玄関先から漂うかび臭い匂いと廊下の脇に積まれた段ボールとゴミ。
それと靴箱の上には、埃を被った小さな子供が映る写真が飾られている。
こんな汚い所に住んでいるのかと、僕は老婆を軽蔑した。
「なあ、もう帰ろうぜ」
こんなところに長居をしたくない僕は扉に手をかける。
その時、襖の奥がピシャリと開き老婆が出てきた。
老婆は手になにか持っている。
「餅?」
老婆が持っていたのは餅じゃった。
「おとしだまじゃ。昔は餅をあげていたんじゃ、ほれ」
老婆はそういうとラップで包まれた餅を人数分、手渡してきた。僕らはそれを受け取る。
「あっ、はい。ありがとうございます。」
餅を受け取った僕らは、そそくさと家を出た。
お年玉が餅って。僕らは心底がっかりしていた。
「どうするこれ?」
手元の餅を見る。あのボロ家で老婆が作った餅。
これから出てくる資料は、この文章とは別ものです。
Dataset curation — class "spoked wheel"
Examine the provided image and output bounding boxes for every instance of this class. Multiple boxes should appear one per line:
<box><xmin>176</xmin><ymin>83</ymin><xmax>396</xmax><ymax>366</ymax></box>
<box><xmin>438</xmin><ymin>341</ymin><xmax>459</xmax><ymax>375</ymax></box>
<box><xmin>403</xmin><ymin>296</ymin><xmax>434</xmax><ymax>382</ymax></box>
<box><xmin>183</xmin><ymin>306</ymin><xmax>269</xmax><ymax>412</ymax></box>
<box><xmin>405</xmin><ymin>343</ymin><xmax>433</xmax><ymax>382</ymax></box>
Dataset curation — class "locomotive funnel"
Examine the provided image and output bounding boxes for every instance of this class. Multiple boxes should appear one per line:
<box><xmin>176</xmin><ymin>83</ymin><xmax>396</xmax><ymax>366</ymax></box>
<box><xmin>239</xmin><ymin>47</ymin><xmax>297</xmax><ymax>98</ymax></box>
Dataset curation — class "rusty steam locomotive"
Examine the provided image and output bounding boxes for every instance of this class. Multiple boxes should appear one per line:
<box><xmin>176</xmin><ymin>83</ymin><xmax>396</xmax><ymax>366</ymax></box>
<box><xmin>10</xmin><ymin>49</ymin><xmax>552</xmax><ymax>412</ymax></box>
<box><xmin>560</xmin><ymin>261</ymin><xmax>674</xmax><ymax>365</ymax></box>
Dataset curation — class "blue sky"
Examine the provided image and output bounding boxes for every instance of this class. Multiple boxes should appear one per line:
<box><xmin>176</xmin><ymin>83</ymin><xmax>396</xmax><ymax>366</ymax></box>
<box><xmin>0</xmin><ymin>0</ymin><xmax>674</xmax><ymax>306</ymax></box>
焦げ目がなんとなく黄ばんだ汚れに見えてくる。
とても食べる気など起こらなかった。
「いらね」
友達の一人がふざけて老婆の庭に餅を放り投げる。
僕達も笑いながら次々に放り投げ、そこから急いで逃げた。
老婆は何人もの子供に声をかけて餅を配っていたらしく噂になっていた。
学校では不審者として扱われ、近づかないようにと回覧版も回ってきた。
なぜ餅を配っていたかについてだが。
誰から聞いたかは忘れたが、老婆には病気で亡くなった孫がいたそうだ。
それで死んだ悲しみから子供達にお年玉と言って餅を配っていたとか
お年玉の由来については、こんな話しがある。
お年玉は正月に歳神様を迎えるために供えられた餅だそうだ。
霊魂が宿った依り代という象徴。その餅はお供えした後に子供に分け与えられる。
その餅が「御歳魂」と呼ばれたことから、お年玉となったそうだ。
1年間を生きるために必要な歳神の霊魂を子供に分け与える。
そうすることで、子供の無事な成長を願うという意味がある。
老婆はそんな思いを込めて僕達に餅を配っていたのかもしれない。
僕らが庭に捨てた餅を見て老婆はどう思ったか。
今はもう分からない。
あの後、老婆はふざけた中高生らの暴力によって殺されたのだから。